Recently, the three companies at the center of the data theft scandal have had their punishments dealt to them. KB Kookmin Bank, Lotte Card and NH NongHyup Card have each been fined 6 million won, and have been suspended from issuing new credit cards and extending loans for three months, severely denting their recovery.

Aside from the financial losses cyberattacks can cause, the companies are also in danger of losing their customers’ trust, thus damaging their reputations. 

Despite assurances that no real damage was done as the key information needed to produce fake cards, passwords and card validation codes, remained safe, customers are still angry.

As a result, the three bosses of the credit card firms involved have also made public apologies for the breach, and several executives of each company have either already resigned or have offered to step down over the issue.

The aftermath of these events shows how essential it is for companies to put effective defense strategies in place to prevent such attacks from happening again in the future. So what can these companies do to put themselves in a position to combat cybercrime?

We’re living in an age of information and it has become standard procedure for companies to gather and store as much data from their customers as they want ― often without questions asked.

Though we are reaping the fruits of this data-heavy society, we also have to deal with the dark side of these practices. A lot has changed in the past several years.

Criminals no longer need to be physically present if they want to steal something. If you want to rob a bank, you no longer need to go to the premises to force open the safe.

As the chief executive of a major banking group was quoted as telling a Korea Herald reporter last month following the credit card data breach, “We feel like we’re walking through a minefield, because we can’t predict where, when or who’s involved with the wrongdoing.”

With geography taken out of the equation, and with a greater variety of ways to access information, companies must ensure they have a guard at every door.

Unfortunately, combating cybercrime is still a concept that is relatively unfamiliar to many businesses, and as a result, most are ill-equipped to counter it effectively.

The first element to address is the training of all staff in following security procedures.

The failure of staff at KB Koomin Bank to comply with the FSC’s most basic security procedures when dealing with customer data was undoubtedly a key contributing factor to the data breach.

By only loosely following guidelines in order to gather as much information as possible for managers who did not really understand the consequences of the big-data hunger, the appropriate security measures fell by the wayside in the interest of gathering information quickly.

This is where the real problems lie and where solutions need to be sought.

Furthermore, as hackers get better at designing malicious software to infiltrate company ICT systems ― and as most jobs require some computer work ― there is a real need for all staff within an organization to be well informed about their company’s IT security procedures.

Companies should also ensure that those monitoring their cybersecurity are not just from within the IT department, but from all departments at all levels, making the entire company responsible for spotting and responding to security breaches.

A common weak spot for many companies is how they structure their ICT systems. IT professionals are often encouraged to design neat, simplistic system architecture for companies to be easily understood by the staff using them.

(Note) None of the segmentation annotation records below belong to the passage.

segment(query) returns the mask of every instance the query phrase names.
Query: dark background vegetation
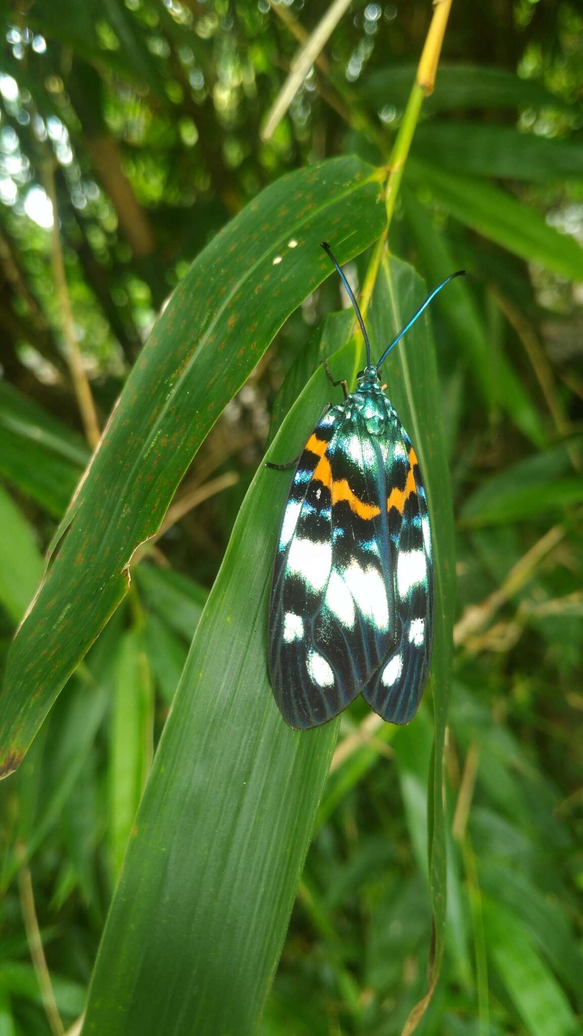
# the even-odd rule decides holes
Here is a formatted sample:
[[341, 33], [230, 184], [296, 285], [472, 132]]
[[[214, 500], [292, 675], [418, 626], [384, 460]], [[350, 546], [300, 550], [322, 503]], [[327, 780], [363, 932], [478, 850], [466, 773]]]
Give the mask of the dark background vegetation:
[[[47, 193], [103, 428], [157, 313], [233, 214], [288, 170], [388, 154], [362, 119], [388, 148], [427, 30], [421, 0], [352, 4], [326, 48], [328, 75], [312, 71], [273, 139], [260, 139], [297, 49], [286, 23], [311, 30], [325, 9], [320, 0], [280, 3], [280, 15], [267, 0], [35, 0], [4, 12], [3, 654], [90, 453]], [[580, 1031], [583, 289], [570, 249], [583, 242], [582, 83], [582, 4], [454, 2], [412, 149], [439, 177], [424, 184], [417, 167], [391, 227], [395, 253], [431, 284], [461, 265], [470, 272], [463, 305], [444, 293], [432, 315], [459, 622], [447, 950], [424, 1033]], [[506, 215], [493, 188], [523, 207]], [[564, 260], [557, 246], [547, 261], [546, 240], [529, 237], [521, 212], [565, 235]], [[491, 234], [494, 215], [504, 227]], [[354, 264], [355, 277], [363, 270]], [[120, 630], [145, 624], [147, 651], [124, 640], [118, 680], [149, 689], [156, 737], [262, 456], [276, 392], [339, 300], [330, 279], [288, 320], [196, 456], [154, 554], [136, 567], [116, 621]], [[29, 956], [30, 880], [64, 1027], [83, 1010], [129, 831], [124, 803], [137, 801], [147, 772], [147, 752], [134, 757], [137, 776], [120, 764], [107, 698], [90, 719], [76, 709], [65, 692], [49, 733], [45, 724], [2, 788], [2, 1036], [59, 1031]], [[344, 721], [346, 737], [362, 715]], [[390, 745], [376, 741], [332, 774], [265, 1036], [389, 1036], [422, 995], [431, 742], [421, 712]]]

Though this is appealing to management, these designs are ideal for hackers as they make it easy to locate the information they’re looking for.

Instead, IT professionals should be encouraged to ensure their companies are cyber-robust. By employing a method of strategic disorganization to their system architecture ― deliberately creating a more chaotic structure ― hackers will find it harder to break in and locate the information they wish to steal.

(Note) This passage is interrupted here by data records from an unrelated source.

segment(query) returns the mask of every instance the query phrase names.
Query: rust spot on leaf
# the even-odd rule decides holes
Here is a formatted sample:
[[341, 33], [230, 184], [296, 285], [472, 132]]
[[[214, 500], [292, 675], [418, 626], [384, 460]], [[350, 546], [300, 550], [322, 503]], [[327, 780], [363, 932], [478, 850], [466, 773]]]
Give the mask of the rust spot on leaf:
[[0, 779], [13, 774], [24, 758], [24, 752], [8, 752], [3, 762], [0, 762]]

Another potential weak spot in a company’s defense strategy can be found in the practice of outsourcing IT work to external suppliers.

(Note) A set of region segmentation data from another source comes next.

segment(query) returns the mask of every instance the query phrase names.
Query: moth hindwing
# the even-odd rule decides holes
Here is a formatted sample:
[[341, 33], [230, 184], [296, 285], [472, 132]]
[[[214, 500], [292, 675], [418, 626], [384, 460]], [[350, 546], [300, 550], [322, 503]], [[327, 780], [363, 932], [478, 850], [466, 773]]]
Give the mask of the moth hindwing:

Companies must consider the potential vulnerabilities of sharing their data outside of their own protection systems as by doing this they are both relying on the security measures employed by the outsourcing company and sharing the data with any other company using the same provider.

The same can be said for companies that allow staff to bring their own devices into the workplace. Though such measures encourage flexible work routines, they also introduce an element of danger: Employees can become a security risk if their equipment isn’t properly protected.

In the modern office, of course, this cannot be avoided as it has become common for staff to log in on mobile devices or take their work home with them. But, the potential problems such measures can cause only highlight the need for all staff to be fully up to speed with the company’s IT security procedures.

Of course, there is no surefire way to defeat cybercrime.

But by taking steps to implement a personalized method of protecting ICT systems and by ensuring all staff are fully trained in how to respond to security breaches, companies can give themselves the best chances of resisting cyberattacks and minimizing the damage of those attempts that do break through. Delaying a breach, even for a few minutes, could mean the difference between a minor IT fault and a full-scale disaster.

By Jan Veldsink

Jan Veldsink is a cybersecurity expert who developed and teaches the Business and Cyber Robustness module at Nyenrode Business Universiteit in the Netherlands. ― Ed.